Facing Losses, Suits and Investigations, Equifax Apologizes Again

This week, Equifax reported in on the costs associated with its massive data breach. As you’ll recall, the data breach exposed personal information from approximately 145 million Americans. The company’s CEO stepped down less than three weeks after the hack.

Shortly after taking over, interim CEO Paulino do Rego Barros, Jr., apologized and promised consumers a new credit monitoring tool in 2018 which will allow people to lock and unlock their Equifax credit files at will.

On a conference call on Friday, Barros apologized again and said that executives will not receive bonuses this year. On Thursday, the company announced that its third-quarter profits were down 27 percent. On top of that, it recorded $87.5 million last quarter in costs related to the breach and it expects to write down another $60 to $75 million this quarter.

That wasn’t the only bad news for Equifax. Over 240 consumer class actions have been filed in U.S. federal and state courts and courts in Canada. Moreover, investigations have been initiated by a number of U.S. and foreign regulators.

The company also said on Thursday that it has now received subpoenas from the SEC and the U.S. Attorney’s Office for the Northern District of Georgia, which is where the company is based. It received the subpoenas just a week after it announced it had completed an internal review of stock sales that executives made shortly after the breach.

According to the Associated Press, four executives sold a combined total of $1.8 million in Equifax stock after the breach but before the public was notified of it.
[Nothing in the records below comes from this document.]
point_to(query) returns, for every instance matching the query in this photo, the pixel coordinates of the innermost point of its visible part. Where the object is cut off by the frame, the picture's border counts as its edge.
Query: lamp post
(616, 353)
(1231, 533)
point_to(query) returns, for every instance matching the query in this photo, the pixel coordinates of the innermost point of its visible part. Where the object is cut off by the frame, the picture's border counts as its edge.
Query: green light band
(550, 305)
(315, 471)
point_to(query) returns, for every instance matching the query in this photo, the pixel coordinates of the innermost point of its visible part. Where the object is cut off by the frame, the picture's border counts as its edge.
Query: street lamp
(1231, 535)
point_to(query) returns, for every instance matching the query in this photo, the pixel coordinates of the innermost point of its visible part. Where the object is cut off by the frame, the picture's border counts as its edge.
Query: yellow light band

The suspiciously timed transactions could be viewed as insider trading. However, Equifax’s internal review by a committee of independent directors found that those executives had done nothing wrong.

Barros noted that both U.S. and foreign regulators had sent either subpoenas or requests for information and said that the company was cooperating in each case.

For consumers, especially, this litigation will be lengthy and complex. It’s true that information such as Social Security numbers, IDs, addressees and other personal information was exposed to hackers, and that Equifax made serious missteps in handling it. What is unclear at this point is how much financial damage was done.

The cat is out of the bag. Hackers appear to have permanent access to at least some of the information, and they may not use it right away. That means that the total amount in damage to each consumer may not be known for months or even years. Until the damage or a reasonable proxy can be calculated, the remedy — and the true extent of Equifax’s breach-related losses — remains unknown.